Toss 2 Tbsp. melted butter (or extra virgin olive oil), with breadcrumbs, cheese, garlic, herbs, half of nutmeg and salt and pepper to taste in a bowl. Set aside.
Bring the stock to a boil in a small saucepan and boil until reduced by half. Add the cream; remove from heat and cover to keep warm.
Melt 1 Tbsp. butter (or extra virgin olive oil) in a small heavy saucepan over moderate heat. Add the flour and cook, whisking, for a few minutes to make a roux. Add the stock mixture in a slow, steady stream, whisking, and boil, whisking, for a minute. Season with salt and pepper and remove from the heat.

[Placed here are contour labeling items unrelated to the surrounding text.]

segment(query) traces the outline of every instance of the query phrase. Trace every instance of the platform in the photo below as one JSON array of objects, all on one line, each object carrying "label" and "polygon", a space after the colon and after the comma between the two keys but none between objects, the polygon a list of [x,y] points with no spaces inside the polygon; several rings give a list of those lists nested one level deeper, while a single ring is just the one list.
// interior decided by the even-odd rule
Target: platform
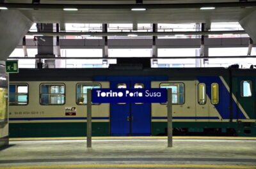
[{"label": "platform", "polygon": [[256,138],[166,136],[11,138],[0,169],[256,168]]}]

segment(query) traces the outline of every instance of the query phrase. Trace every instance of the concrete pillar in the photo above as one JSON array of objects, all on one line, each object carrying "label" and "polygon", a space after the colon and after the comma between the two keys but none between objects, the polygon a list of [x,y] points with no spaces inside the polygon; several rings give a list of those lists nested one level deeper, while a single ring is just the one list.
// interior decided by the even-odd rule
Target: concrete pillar
[{"label": "concrete pillar", "polygon": [[[56,24],[37,24],[38,34],[44,32],[53,32],[56,31],[54,26]],[[38,54],[36,57],[49,57],[54,58],[57,52],[57,38],[54,36],[37,36],[37,49]],[[39,63],[39,61],[36,61],[36,67],[42,68],[42,64]],[[55,68],[55,60],[54,59],[44,59],[42,62],[44,63],[44,67],[49,68]]]},{"label": "concrete pillar", "polygon": [[0,61],[6,61],[33,24],[18,10],[0,10]]}]

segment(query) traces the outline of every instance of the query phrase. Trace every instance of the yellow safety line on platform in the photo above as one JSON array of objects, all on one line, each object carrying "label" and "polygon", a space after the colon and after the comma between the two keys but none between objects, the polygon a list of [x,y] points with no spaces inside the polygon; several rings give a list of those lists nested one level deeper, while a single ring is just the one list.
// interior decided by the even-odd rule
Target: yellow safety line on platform
[{"label": "yellow safety line on platform", "polygon": [[[167,136],[93,136],[92,139],[167,139]],[[237,137],[237,136],[173,136],[174,139],[246,139],[255,140],[256,137]],[[11,138],[10,140],[76,140],[86,139],[86,137],[40,137],[40,138]]]},{"label": "yellow safety line on platform", "polygon": [[44,168],[256,168],[248,165],[79,165],[49,166],[19,166],[0,167],[0,169],[44,169]]}]

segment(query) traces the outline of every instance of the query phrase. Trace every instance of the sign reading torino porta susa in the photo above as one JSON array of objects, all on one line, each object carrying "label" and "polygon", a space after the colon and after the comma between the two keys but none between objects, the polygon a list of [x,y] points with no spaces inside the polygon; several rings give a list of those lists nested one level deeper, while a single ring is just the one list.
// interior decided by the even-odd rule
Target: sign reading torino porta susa
[{"label": "sign reading torino porta susa", "polygon": [[166,103],[166,89],[93,89],[92,100],[100,103]]}]

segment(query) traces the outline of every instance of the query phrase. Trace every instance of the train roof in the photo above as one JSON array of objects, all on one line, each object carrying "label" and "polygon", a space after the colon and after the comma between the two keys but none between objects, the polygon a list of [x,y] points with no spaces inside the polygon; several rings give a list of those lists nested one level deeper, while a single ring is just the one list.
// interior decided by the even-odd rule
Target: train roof
[{"label": "train roof", "polygon": [[132,66],[112,68],[45,68],[19,69],[10,73],[10,81],[93,80],[95,77],[166,76],[173,78],[195,78],[202,76],[256,75],[256,70],[224,68],[143,68]]}]

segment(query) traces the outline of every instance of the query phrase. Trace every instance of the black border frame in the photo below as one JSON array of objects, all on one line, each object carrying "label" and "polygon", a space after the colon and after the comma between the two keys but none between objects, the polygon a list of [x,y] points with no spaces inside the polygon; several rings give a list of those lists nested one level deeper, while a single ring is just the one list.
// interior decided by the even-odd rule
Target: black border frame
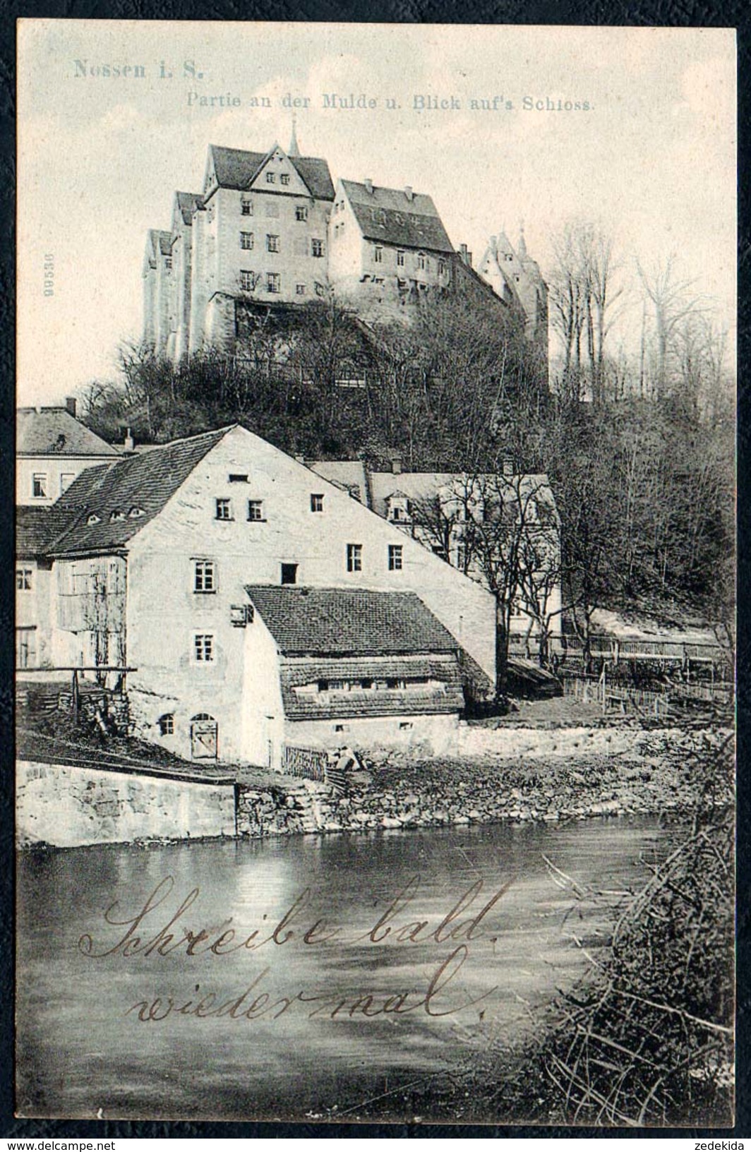
[{"label": "black border frame", "polygon": [[[749,136],[751,135],[751,7],[748,0],[711,0],[710,3],[667,3],[665,0],[253,0],[238,8],[233,0],[7,0],[0,9],[0,1138],[415,1138],[415,1137],[715,1137],[751,1138],[751,1075],[749,1067],[749,1014],[751,995],[751,924],[748,892],[751,887],[749,713],[751,694],[750,622],[742,590],[751,585],[751,510],[743,499],[749,492],[750,441],[749,381],[751,321],[743,304],[751,300],[749,273]],[[112,20],[285,20],[351,23],[632,25],[663,28],[735,28],[738,50],[738,833],[737,833],[737,1081],[736,1124],[733,1129],[604,1129],[507,1127],[499,1124],[299,1124],[234,1121],[75,1121],[18,1120],[14,1116],[14,738],[13,738],[13,529],[15,446],[15,22],[21,17]],[[689,1144],[686,1144],[686,1147]]]}]

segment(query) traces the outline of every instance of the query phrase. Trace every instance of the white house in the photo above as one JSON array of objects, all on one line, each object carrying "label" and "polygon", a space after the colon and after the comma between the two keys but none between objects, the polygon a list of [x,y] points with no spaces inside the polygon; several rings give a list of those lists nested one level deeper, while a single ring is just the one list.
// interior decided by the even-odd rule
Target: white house
[{"label": "white house", "polygon": [[16,412],[16,505],[45,507],[70,487],[84,468],[112,461],[120,449],[76,419],[76,401],[65,408]]},{"label": "white house", "polygon": [[415,593],[450,634],[463,682],[493,694],[493,598],[240,426],[89,469],[53,510],[37,651],[53,667],[134,668],[136,730],[181,755],[207,725],[220,758],[258,756],[249,586]]}]

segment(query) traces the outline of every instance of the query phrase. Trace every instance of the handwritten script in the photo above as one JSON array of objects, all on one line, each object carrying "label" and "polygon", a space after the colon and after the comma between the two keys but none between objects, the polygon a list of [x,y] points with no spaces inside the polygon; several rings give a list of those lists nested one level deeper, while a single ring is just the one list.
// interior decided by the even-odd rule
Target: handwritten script
[{"label": "handwritten script", "polygon": [[[478,879],[447,908],[440,919],[433,917],[431,920],[414,915],[412,905],[419,893],[419,877],[415,876],[394,896],[384,901],[384,911],[366,931],[354,934],[346,925],[335,925],[314,915],[310,888],[301,892],[281,916],[264,914],[260,925],[252,929],[235,926],[233,917],[196,925],[194,905],[199,900],[200,889],[192,888],[181,900],[175,895],[174,878],[168,876],[136,905],[132,914],[123,915],[120,901],[109,904],[103,918],[107,929],[116,930],[114,942],[94,940],[90,933],[84,933],[78,939],[78,950],[94,962],[112,963],[134,957],[141,962],[146,957],[176,956],[187,961],[200,957],[204,964],[207,960],[213,964],[233,954],[237,958],[237,954],[261,949],[270,954],[271,962],[276,949],[289,952],[297,946],[303,949],[328,946],[341,949],[343,954],[344,949],[355,946],[423,945],[430,949],[440,948],[435,969],[423,987],[402,988],[389,994],[358,988],[347,995],[333,993],[331,988],[294,987],[278,994],[265,987],[272,972],[270,963],[258,972],[249,973],[249,983],[241,991],[229,994],[207,991],[198,983],[191,987],[189,995],[150,994],[139,999],[126,1009],[126,1015],[146,1024],[177,1016],[196,1020],[278,1020],[293,1009],[309,1018],[370,1020],[420,1013],[440,1018],[477,1008],[498,991],[492,987],[480,995],[468,998],[462,995],[458,977],[471,948],[486,935],[488,915],[511,884],[513,880],[508,880],[488,894],[484,892],[484,881]],[[181,968],[184,971],[185,965]],[[479,1015],[481,1017],[483,1013]]]}]

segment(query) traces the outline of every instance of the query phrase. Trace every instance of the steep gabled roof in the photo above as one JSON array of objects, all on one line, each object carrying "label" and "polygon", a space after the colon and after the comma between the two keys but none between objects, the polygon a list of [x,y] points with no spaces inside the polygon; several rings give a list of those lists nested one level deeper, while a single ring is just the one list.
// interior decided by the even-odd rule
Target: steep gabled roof
[{"label": "steep gabled roof", "polygon": [[366,240],[432,252],[454,251],[430,196],[417,192],[409,199],[402,189],[375,185],[369,191],[354,180],[342,180],[342,188]]},{"label": "steep gabled roof", "polygon": [[[68,514],[53,555],[120,548],[157,516],[228,429],[173,440],[116,464],[88,468],[58,500]],[[90,518],[96,517],[93,523]],[[115,517],[115,518],[113,518]],[[123,517],[123,518],[120,518]]]},{"label": "steep gabled roof", "polygon": [[30,508],[20,505],[16,508],[16,556],[26,559],[43,556],[52,540],[70,520],[70,513],[47,505]]},{"label": "steep gabled roof", "polygon": [[[210,154],[221,188],[235,188],[243,191],[249,188],[258,175],[268,152],[245,152],[236,147],[222,147],[219,144],[208,145]],[[326,160],[312,156],[290,156],[299,177],[305,182],[310,195],[319,200],[334,199],[334,184]]]},{"label": "steep gabled roof", "polygon": [[245,585],[286,654],[456,652],[457,643],[415,592]]},{"label": "steep gabled roof", "polygon": [[67,408],[18,408],[16,452],[21,456],[120,455]]}]

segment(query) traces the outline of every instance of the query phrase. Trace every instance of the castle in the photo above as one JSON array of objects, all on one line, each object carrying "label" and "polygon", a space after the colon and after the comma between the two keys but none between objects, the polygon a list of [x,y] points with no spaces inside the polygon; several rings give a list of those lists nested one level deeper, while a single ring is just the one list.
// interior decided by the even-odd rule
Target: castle
[{"label": "castle", "polygon": [[493,236],[472,267],[433,199],[371,180],[332,180],[290,146],[208,147],[200,194],[176,192],[170,230],[151,229],[143,265],[144,344],[180,362],[234,351],[242,321],[331,293],[365,320],[409,316],[424,295],[456,294],[517,324],[547,362],[547,289],[524,237]]}]

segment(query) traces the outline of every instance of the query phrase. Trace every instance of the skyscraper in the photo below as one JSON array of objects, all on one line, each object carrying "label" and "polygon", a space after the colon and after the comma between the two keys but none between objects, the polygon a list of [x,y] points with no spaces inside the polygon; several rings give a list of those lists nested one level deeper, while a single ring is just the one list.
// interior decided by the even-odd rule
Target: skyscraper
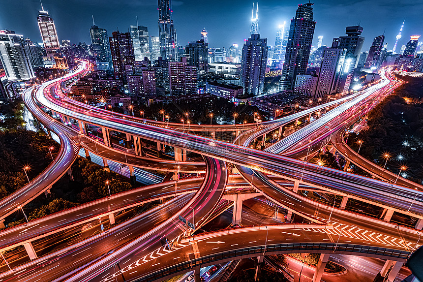
[{"label": "skyscraper", "polygon": [[134,62],[134,47],[132,39],[129,32],[121,33],[114,31],[112,36],[109,37],[112,62],[115,78],[121,79],[124,84],[126,81],[125,66],[130,65]]},{"label": "skyscraper", "polygon": [[160,56],[163,59],[175,61],[177,58],[176,30],[172,19],[172,0],[158,0],[159,37]]},{"label": "skyscraper", "polygon": [[134,45],[134,57],[135,61],[141,61],[146,57],[150,59],[150,48],[149,44],[149,31],[147,27],[138,26],[137,18],[137,25],[131,26],[129,32]]},{"label": "skyscraper", "polygon": [[151,36],[151,49],[150,50],[150,56],[152,62],[158,60],[160,54],[160,39],[158,36]]},{"label": "skyscraper", "polygon": [[291,90],[298,74],[307,69],[316,22],[313,20],[313,3],[298,5],[295,17],[291,20],[286,46],[285,64],[280,86],[282,90]]},{"label": "skyscraper", "polygon": [[395,50],[396,49],[396,44],[398,44],[398,40],[401,39],[401,37],[402,37],[402,35],[401,35],[401,31],[402,31],[402,28],[404,27],[404,23],[405,22],[405,20],[404,20],[404,21],[402,22],[402,25],[401,25],[401,28],[399,29],[399,32],[398,32],[398,33],[396,35],[396,36],[395,36],[395,37],[396,39],[395,41],[395,44],[393,45],[393,48],[392,48],[392,52],[393,53],[393,54],[395,54]]},{"label": "skyscraper", "polygon": [[336,88],[338,93],[347,91],[350,88],[354,69],[357,66],[357,59],[364,42],[364,38],[361,36],[363,32],[363,28],[360,26],[347,27],[345,29],[346,36],[333,38],[332,48],[347,50],[345,54],[346,65],[338,79]]},{"label": "skyscraper", "polygon": [[54,62],[54,55],[60,49],[56,25],[53,19],[41,4],[41,10],[38,11],[37,17],[40,33],[47,53],[47,60],[50,63]]},{"label": "skyscraper", "polygon": [[384,40],[385,35],[383,34],[377,36],[373,39],[371,46],[369,49],[367,59],[365,63],[364,63],[365,68],[371,68],[374,67],[377,68],[380,66],[379,65],[379,63],[380,61]]},{"label": "skyscraper", "polygon": [[185,46],[185,53],[187,56],[188,65],[195,65],[198,69],[199,73],[207,72],[209,68],[208,56],[209,44],[201,39],[194,42],[189,42]]},{"label": "skyscraper", "polygon": [[91,37],[91,47],[93,55],[95,58],[95,63],[98,69],[108,70],[112,69],[112,54],[110,53],[110,45],[107,31],[104,29],[99,29],[94,22],[92,17],[92,26],[90,29]]},{"label": "skyscraper", "polygon": [[254,3],[253,3],[253,11],[251,13],[251,28],[250,30],[250,35],[258,34],[259,31],[259,2],[256,9],[256,17],[254,18]]},{"label": "skyscraper", "polygon": [[201,39],[204,40],[205,43],[209,43],[209,38],[207,37],[208,34],[207,31],[206,30],[206,28],[203,29],[203,30],[201,31]]},{"label": "skyscraper", "polygon": [[417,48],[420,37],[420,35],[411,35],[410,36],[410,41],[407,42],[405,49],[404,50],[404,54],[402,54],[403,57],[414,57],[414,52],[416,52],[416,49]]},{"label": "skyscraper", "polygon": [[246,94],[260,95],[264,88],[267,62],[267,38],[253,34],[244,43],[241,81]]},{"label": "skyscraper", "polygon": [[319,41],[317,42],[317,49],[319,49],[322,46],[322,42],[323,42],[323,36],[321,35],[319,36],[318,38]]},{"label": "skyscraper", "polygon": [[274,51],[273,53],[274,60],[285,60],[286,43],[288,43],[288,37],[289,35],[289,29],[287,28],[286,22],[284,22],[283,25],[279,25],[279,29],[276,33],[276,39],[274,41]]},{"label": "skyscraper", "polygon": [[0,62],[8,80],[27,80],[34,77],[23,35],[0,31]]}]

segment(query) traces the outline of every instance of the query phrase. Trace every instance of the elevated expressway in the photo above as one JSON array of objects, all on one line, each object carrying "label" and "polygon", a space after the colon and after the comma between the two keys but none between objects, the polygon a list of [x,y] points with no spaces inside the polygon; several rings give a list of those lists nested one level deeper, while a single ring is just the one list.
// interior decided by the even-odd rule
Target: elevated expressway
[{"label": "elevated expressway", "polygon": [[[57,110],[57,109],[54,109],[54,110]],[[110,117],[109,117],[109,118],[110,118]],[[110,124],[111,124],[111,125],[113,125],[113,123],[111,123]],[[128,125],[127,124],[125,124],[125,125],[127,125],[127,126]],[[109,126],[109,125],[108,125],[108,126]],[[147,125],[145,125],[145,126],[146,126],[146,127],[147,127]],[[113,127],[112,126],[111,126],[110,127],[111,127],[111,128],[113,128],[113,129],[114,129],[114,130],[115,129],[115,128],[113,128]],[[147,128],[147,129],[150,129],[150,128]],[[165,130],[165,129],[163,129],[163,130]],[[168,130],[168,129],[166,129],[166,130]],[[172,132],[174,134],[176,135],[177,135],[177,136],[176,136],[176,137],[177,137],[177,138],[178,138],[178,137],[179,137],[179,136],[178,136],[178,135],[179,135],[179,134],[181,134],[181,133],[180,133],[180,132],[174,132],[174,131],[173,131],[173,132],[172,132],[172,131],[173,131],[171,130],[170,132]],[[131,132],[131,133],[132,133],[132,132]],[[179,133],[179,134],[178,134],[178,133]],[[153,135],[154,135],[154,136],[155,137],[156,137],[156,136],[157,136],[157,135],[156,135],[156,134],[155,134],[155,133],[153,134]],[[189,135],[189,134],[185,134],[185,135]],[[181,135],[181,136],[182,136],[182,135]],[[160,136],[159,136],[159,137],[160,137]],[[186,136],[184,136],[184,137],[185,138],[187,138],[187,137],[186,137]],[[194,137],[195,137],[195,136],[194,136]],[[144,138],[144,137],[143,137],[143,138]],[[191,137],[191,138],[192,138],[192,137]],[[198,137],[195,137],[195,138],[198,138]],[[205,139],[205,140],[207,140],[208,138],[203,138],[203,139]],[[157,139],[155,139],[154,138],[154,140],[157,140]],[[161,141],[161,140],[163,140],[163,139],[160,139],[160,141]],[[170,140],[169,141],[167,141],[167,140],[166,140],[166,139],[165,139],[165,140],[164,140],[164,142],[168,142],[169,144],[173,144],[173,142],[171,143],[171,141],[170,141]],[[214,140],[212,140],[212,141],[208,141],[208,142],[212,142],[212,144],[210,144],[210,143],[209,143],[209,145],[214,145],[214,144],[216,144],[216,143],[219,143],[219,144],[218,144],[218,145],[219,145],[219,146],[220,146],[220,147],[223,147],[223,146],[221,146],[221,144],[220,144],[220,143],[223,143],[223,142],[220,142],[220,141],[214,141]],[[232,145],[231,145],[231,146],[232,146]],[[194,146],[193,146],[193,147],[194,147]],[[213,146],[213,147],[214,147],[214,146]],[[224,147],[224,148],[225,148],[225,147]],[[190,149],[190,151],[191,151],[191,150],[190,150],[190,149],[191,149],[191,147],[189,147],[189,149]],[[227,151],[228,151],[228,147],[227,147],[227,146],[226,146],[226,148],[225,148],[225,149],[226,149],[226,152],[225,152],[224,153],[229,153],[230,154],[231,153],[231,152],[227,152]],[[204,152],[201,152],[199,149],[196,149],[196,150],[198,150],[198,151],[197,151],[197,152],[199,152],[200,153],[203,153],[203,154],[204,153]],[[192,151],[193,151],[195,152],[195,151],[194,151],[194,150],[192,150]],[[213,151],[213,150],[212,150],[212,151]],[[222,150],[222,151],[223,151],[223,150]],[[252,151],[256,151],[256,150],[252,150]],[[229,159],[229,157],[226,157],[226,156],[225,156],[225,157],[223,157],[222,156],[221,154],[217,154],[217,153],[216,153],[215,152],[207,152],[207,154],[215,154],[215,155],[217,155],[217,156],[218,156],[218,157],[222,158],[225,158],[225,159]],[[229,160],[229,161],[231,161],[231,160],[230,160],[230,159],[228,159],[228,160]],[[240,161],[239,160],[237,160],[237,161]],[[234,161],[232,161],[231,162],[234,162]],[[244,163],[244,164],[245,164],[245,163]],[[307,172],[307,173],[308,173],[308,172]],[[305,173],[304,173],[304,174],[305,174]]]}]

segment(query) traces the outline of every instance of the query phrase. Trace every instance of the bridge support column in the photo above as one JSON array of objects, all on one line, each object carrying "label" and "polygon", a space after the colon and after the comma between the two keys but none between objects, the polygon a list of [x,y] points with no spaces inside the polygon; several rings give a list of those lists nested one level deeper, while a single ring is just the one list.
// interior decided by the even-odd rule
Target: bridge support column
[{"label": "bridge support column", "polygon": [[423,219],[421,219],[417,220],[417,222],[416,223],[416,226],[414,226],[414,228],[416,229],[421,230],[423,228]]},{"label": "bridge support column", "polygon": [[34,250],[34,247],[32,247],[32,244],[31,242],[29,242],[24,244],[24,247],[25,248],[25,251],[28,253],[28,256],[30,257],[30,259],[32,260],[38,257],[37,254],[35,252],[35,250]]},{"label": "bridge support column", "polygon": [[[335,155],[335,153],[333,153],[333,155]],[[347,162],[345,163],[345,166],[344,167],[344,171],[346,171],[348,168],[350,168],[350,164],[351,164],[351,162],[349,160],[347,160]]]},{"label": "bridge support column", "polygon": [[261,193],[249,194],[235,194],[224,195],[222,198],[234,202],[234,212],[232,214],[232,224],[239,225],[241,222],[241,215],[242,212],[242,202],[245,200],[261,195]]},{"label": "bridge support column", "polygon": [[175,147],[175,160],[182,161],[182,149]]},{"label": "bridge support column", "polygon": [[90,162],[91,161],[91,156],[90,156],[90,151],[87,150],[86,149],[84,149],[84,151],[85,153],[85,158],[89,160]]},{"label": "bridge support column", "polygon": [[300,181],[297,180],[294,182],[294,187],[292,188],[292,191],[294,193],[298,192],[298,188],[300,187]]},{"label": "bridge support column", "polygon": [[132,165],[128,165],[129,168],[129,179],[131,181],[131,184],[135,184],[137,183],[137,177],[134,173],[134,167]]},{"label": "bridge support column", "polygon": [[103,168],[107,172],[110,172],[110,168],[109,167],[109,164],[107,163],[107,159],[103,158]]},{"label": "bridge support column", "polygon": [[345,196],[342,197],[342,200],[341,201],[341,205],[339,207],[340,209],[341,210],[345,209],[345,207],[347,206],[347,202],[348,201],[348,199],[349,199],[349,198],[346,197]]},{"label": "bridge support column", "polygon": [[104,145],[107,147],[111,147],[110,136],[109,129],[106,127],[101,127],[101,132],[103,133],[103,140],[104,140]]},{"label": "bridge support column", "polygon": [[314,275],[313,276],[313,279],[312,280],[313,282],[320,282],[322,279],[322,276],[323,275],[323,271],[326,267],[326,263],[328,263],[329,259],[329,253],[322,253],[320,255],[320,257],[319,258],[319,262],[317,263],[317,268],[316,268],[316,272],[314,272]]}]

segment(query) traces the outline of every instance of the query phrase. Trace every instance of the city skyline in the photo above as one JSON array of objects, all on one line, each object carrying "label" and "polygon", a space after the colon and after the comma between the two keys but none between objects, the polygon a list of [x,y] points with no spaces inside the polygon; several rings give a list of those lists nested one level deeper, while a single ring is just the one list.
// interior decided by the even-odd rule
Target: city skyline
[{"label": "city skyline", "polygon": [[[23,0],[22,2],[18,5],[10,0],[5,0],[4,5],[8,9],[2,10],[7,10],[7,12],[0,12],[0,29],[13,30],[33,41],[40,42],[36,21],[38,11],[40,9],[40,3],[35,0]],[[120,4],[119,7],[114,5],[112,1],[102,2],[103,4],[101,5],[97,1],[89,2],[84,3],[74,0],[69,4],[51,0],[43,1],[44,9],[48,10],[55,20],[60,40],[69,39],[72,43],[77,43],[80,41],[89,43],[89,29],[92,25],[92,15],[95,18],[96,25],[100,28],[106,29],[109,33],[118,28],[126,32],[130,25],[136,24],[136,17],[138,16],[139,25],[148,27],[151,35],[158,35],[156,1],[131,1]],[[404,25],[402,38],[399,40],[398,44],[405,45],[409,35],[421,34],[422,29],[418,20],[419,17],[412,16],[417,13],[419,6],[423,7],[422,1],[418,1],[417,3],[415,1],[414,8],[411,10],[406,4],[394,9],[381,1],[367,3],[365,7],[360,1],[349,3],[347,1],[338,1],[335,4],[328,4],[322,1],[313,2],[314,18],[317,22],[316,36],[313,40],[315,48],[317,45],[318,36],[323,36],[323,44],[330,45],[332,38],[342,32],[345,27],[360,23],[364,29],[363,36],[370,38],[364,42],[363,47],[364,50],[370,47],[371,39],[382,34],[385,29],[385,42],[388,43],[388,50],[391,50],[395,43],[397,28],[403,21],[406,12],[408,19]],[[278,25],[283,24],[284,21],[287,21],[289,25],[289,21],[292,19],[298,4],[303,3],[292,0],[283,4],[272,0],[262,0],[259,3],[260,8],[258,16],[262,19],[260,24],[261,37],[267,38],[270,45],[274,42]],[[225,4],[226,8],[223,11],[218,8],[221,7],[221,5],[219,5],[218,2],[216,4],[218,4],[198,3],[190,0],[173,1],[173,16],[177,30],[178,45],[184,46],[189,42],[199,39],[200,32],[205,27],[209,32],[211,47],[228,48],[234,43],[241,45],[244,39],[248,39],[252,2],[233,1]],[[366,16],[366,13],[369,10],[371,13]],[[199,17],[198,11],[205,10],[208,13],[204,16]],[[388,12],[392,15],[389,21],[382,22],[377,20],[378,15],[382,16]],[[330,12],[332,14],[331,20],[327,20],[325,15]],[[237,14],[237,17],[233,17],[234,13]],[[80,16],[78,20],[75,21],[74,28],[69,30],[68,24],[72,22],[72,17],[74,14]],[[216,17],[228,20],[216,21]],[[17,18],[20,20],[17,21]],[[346,20],[345,18],[354,19]],[[228,25],[232,27],[230,29],[224,27]]]}]

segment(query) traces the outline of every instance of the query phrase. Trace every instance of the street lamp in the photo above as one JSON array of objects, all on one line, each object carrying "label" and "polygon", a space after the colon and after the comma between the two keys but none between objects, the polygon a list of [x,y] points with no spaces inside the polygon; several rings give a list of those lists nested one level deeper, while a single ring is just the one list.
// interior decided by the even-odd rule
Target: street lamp
[{"label": "street lamp", "polygon": [[52,156],[52,159],[54,160],[54,158],[53,157],[53,154],[52,154],[52,150],[54,149],[53,147],[51,147],[49,148],[49,152],[50,152],[50,156]]},{"label": "street lamp", "polygon": [[109,189],[109,195],[112,196],[112,194],[110,193],[110,187],[109,186],[109,181],[106,182],[106,184],[107,185],[107,188]]},{"label": "street lamp", "polygon": [[29,166],[26,166],[24,168],[24,171],[25,172],[25,175],[27,176],[27,179],[28,180],[28,183],[30,183],[31,182],[30,181],[30,178],[28,177],[28,175],[27,174],[27,170],[29,169],[30,167]]},{"label": "street lamp", "polygon": [[399,174],[401,173],[401,172],[402,171],[402,170],[405,170],[407,169],[407,168],[405,166],[401,166],[401,168],[399,169],[399,172],[398,173],[398,176],[396,177],[396,179],[395,180],[395,182],[393,183],[394,184],[396,184],[396,181],[398,180],[398,178],[399,177]]}]

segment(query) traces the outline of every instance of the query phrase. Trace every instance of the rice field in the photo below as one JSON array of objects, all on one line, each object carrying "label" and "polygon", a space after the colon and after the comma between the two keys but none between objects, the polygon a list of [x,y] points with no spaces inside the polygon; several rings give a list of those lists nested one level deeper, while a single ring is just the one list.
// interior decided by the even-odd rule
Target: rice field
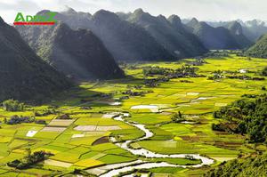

Melt the remaining 2 Tbsp. butter (or extra virgin olive oil) in a wide sauté pan over moderately low heat. Add the onion and cook, stirring, until soft. You may need to add a little water to the sauté pan to speed the process, covering the pan as you sauté the onion. Add the leeks; sauté for another 3-4 minutes. Add the diced chard stems, remaining nutmeg, salt and pepper to taste and cook, stirring until chard is tender but not browned. This may take up to 15 minutes. Increase heat to moderately high and add the chard leaves in large handfuls. Stir well to incorporate the onion, leek and stem mixture. After about 5 minutes, add the spinach leaves and stir well to incorporate. Sauté the mixture until all of the greens are wilted. Taste for salt and pepper.
Transfer the vegetables to a colander to drain well, pressing out all of the liquid with the back of a large spoon. Be sure to drain as much liquid as possible from the vegetables so the gratin isn’t watery. Toss the vegetables with the cream sauce (béchamel) and transfer the mixture to the prepared gratin dish, spreading evenly.
Top the vegetables with the breadcrumb mixture and bake until the gratin is bubbling and the topping is golden, about 20 minutes.
Serves 6 as a side dish or 4 as a vegetarian main course.